No fundo, és um herói que me tocou, um herói que sobreviveu, um herói que ama a família. Um verdadeiro Herói!
Agradeço-te os momentos que passámos juntos e tudo o que me ensinaste.
Um abraço do teu amigo,

Diogo Moreira

A segunda carta é endereçada ao Pedro, do livro de Maria Teresa Maia Gonzalez, Pedro, olhos de águia, da Difel. 


Querido Pedro:
Soube o que se passou: o teu pai preso por desvio de dinheiro na empresa do teu tio; a tua mãe juntou-se a outro homem, um tal de Martins que tu e o teu irmão tratam por “Inútil”; o teu irmão Marco deixou de ver o teu pai desde que ele foi preso; os teus avós paternos nunca mais quiseram saber do filho que foi para a prisão… Enfim!… A tua vida virou do avesso.
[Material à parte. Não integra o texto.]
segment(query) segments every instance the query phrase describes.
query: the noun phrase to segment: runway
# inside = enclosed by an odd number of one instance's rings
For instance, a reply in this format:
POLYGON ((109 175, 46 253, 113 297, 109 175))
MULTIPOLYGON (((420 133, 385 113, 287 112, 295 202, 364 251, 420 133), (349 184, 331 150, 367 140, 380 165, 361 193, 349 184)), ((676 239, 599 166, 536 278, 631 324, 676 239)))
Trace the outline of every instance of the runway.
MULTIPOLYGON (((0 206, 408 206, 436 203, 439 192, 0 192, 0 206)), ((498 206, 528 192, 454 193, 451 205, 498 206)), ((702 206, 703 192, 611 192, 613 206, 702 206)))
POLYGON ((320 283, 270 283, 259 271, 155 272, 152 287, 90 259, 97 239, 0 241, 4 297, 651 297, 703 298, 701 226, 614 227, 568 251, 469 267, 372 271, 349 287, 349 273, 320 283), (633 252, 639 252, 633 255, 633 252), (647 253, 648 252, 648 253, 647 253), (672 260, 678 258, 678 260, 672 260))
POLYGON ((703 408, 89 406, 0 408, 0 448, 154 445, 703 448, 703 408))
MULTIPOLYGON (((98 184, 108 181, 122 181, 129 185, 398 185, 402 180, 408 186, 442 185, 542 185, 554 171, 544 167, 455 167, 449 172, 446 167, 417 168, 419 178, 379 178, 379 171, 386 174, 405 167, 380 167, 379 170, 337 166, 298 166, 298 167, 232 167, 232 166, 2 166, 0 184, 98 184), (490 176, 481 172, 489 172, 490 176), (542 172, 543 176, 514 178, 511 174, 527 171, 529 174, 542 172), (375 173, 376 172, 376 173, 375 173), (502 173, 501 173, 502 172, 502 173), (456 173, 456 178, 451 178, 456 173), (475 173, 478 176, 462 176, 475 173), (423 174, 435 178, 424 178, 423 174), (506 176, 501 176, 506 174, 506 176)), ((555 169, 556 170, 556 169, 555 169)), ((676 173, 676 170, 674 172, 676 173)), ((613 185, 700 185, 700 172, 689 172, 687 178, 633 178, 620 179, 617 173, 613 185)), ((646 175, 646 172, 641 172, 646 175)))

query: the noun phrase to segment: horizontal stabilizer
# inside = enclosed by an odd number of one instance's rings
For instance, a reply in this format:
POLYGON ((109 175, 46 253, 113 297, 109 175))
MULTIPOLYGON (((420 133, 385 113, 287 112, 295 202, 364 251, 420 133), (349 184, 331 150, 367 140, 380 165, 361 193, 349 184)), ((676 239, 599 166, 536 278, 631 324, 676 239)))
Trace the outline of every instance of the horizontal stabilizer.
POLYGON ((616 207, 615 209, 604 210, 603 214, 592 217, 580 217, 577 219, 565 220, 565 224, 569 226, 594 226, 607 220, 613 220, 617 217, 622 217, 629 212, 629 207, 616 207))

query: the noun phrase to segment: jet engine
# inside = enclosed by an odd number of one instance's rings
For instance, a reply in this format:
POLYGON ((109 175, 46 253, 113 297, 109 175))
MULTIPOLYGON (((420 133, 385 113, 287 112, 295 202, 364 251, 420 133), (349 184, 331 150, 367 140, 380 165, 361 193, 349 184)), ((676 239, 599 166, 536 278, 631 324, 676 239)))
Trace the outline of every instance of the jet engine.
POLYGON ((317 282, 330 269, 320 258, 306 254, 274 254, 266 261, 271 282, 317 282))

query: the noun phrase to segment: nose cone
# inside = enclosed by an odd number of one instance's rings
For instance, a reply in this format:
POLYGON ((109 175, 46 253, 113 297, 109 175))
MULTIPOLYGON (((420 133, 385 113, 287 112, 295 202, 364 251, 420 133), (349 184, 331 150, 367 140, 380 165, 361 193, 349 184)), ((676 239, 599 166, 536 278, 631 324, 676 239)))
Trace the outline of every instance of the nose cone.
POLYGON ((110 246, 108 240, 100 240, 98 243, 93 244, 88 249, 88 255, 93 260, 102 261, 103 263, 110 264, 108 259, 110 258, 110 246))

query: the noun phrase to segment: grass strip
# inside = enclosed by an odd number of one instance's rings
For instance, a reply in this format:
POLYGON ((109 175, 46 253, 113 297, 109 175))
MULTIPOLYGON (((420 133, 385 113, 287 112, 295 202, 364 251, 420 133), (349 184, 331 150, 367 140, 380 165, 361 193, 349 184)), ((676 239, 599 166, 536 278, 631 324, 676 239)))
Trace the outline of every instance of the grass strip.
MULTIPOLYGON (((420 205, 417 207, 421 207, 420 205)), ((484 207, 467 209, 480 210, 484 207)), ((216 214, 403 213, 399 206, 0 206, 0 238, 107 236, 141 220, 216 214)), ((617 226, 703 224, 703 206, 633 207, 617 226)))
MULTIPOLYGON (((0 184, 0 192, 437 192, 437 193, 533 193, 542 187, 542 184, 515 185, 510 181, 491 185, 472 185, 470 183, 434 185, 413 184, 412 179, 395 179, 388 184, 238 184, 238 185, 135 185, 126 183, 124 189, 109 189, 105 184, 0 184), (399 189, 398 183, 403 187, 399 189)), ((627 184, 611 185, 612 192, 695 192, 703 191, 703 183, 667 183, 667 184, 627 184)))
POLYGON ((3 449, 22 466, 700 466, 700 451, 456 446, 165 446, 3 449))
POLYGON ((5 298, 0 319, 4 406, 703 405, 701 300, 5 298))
Admiro tudo o que fizeste para ajudar o teu pai. Foste o único que nunca lhe voltou as costas. Quando soubeste que ele estava quase a sair da prisão, fizeste tudo para arranjar dinheiro para ele poder recomeçar a sua vida. A tua coragem!
A tua família, os Castelo Branco com passado, fortuna, dignidade e honra (só os têm de nome), preferiu deixar de lado o que aconteceu em vez de enfrentar a realidade. Nesta família, a única pessoa com honra e dignidade és tu. Tu, apenas com quinze anos, sobrecarregaste tudo nos teus ombros. És um herói.
A carta que escreveste à tua avó foi bem escrita. Adorei, principalmente a parte em que disseste: “quanto aos avós, se tiverem um pingo de vergonha na cara, em vez de aparecerem, dêem uma volta ao cérebro e vejam se descobrem o que poderão (e deverão) fazer para não continuarem a ser completamente inúteis em nome dessa tal honra que apregoam.”
Gostava de ser como tu. Ter a tua força, coragem, generosidade.
Todo o teu ser me fez pensar. Mudou algo em mim. Acho que estou mais forte. Ensinaste-me a não desistir. A lutar por tudo aquilo que quero. Tenho muito a agradecer-te. Depois de ter falado contigo, não consegui ser a mesma. Sinto-me mais livre. Parece que não existe mais ninguém, só eu. Vagueio por todo o lado, ninguém me impede. Não quero saber das críticas dos outros. Já não sou a rapariga de quem os outros podiam falar e ela ficava presa ao que eles diziam. Isso acabou. Sou livre. Obrigada.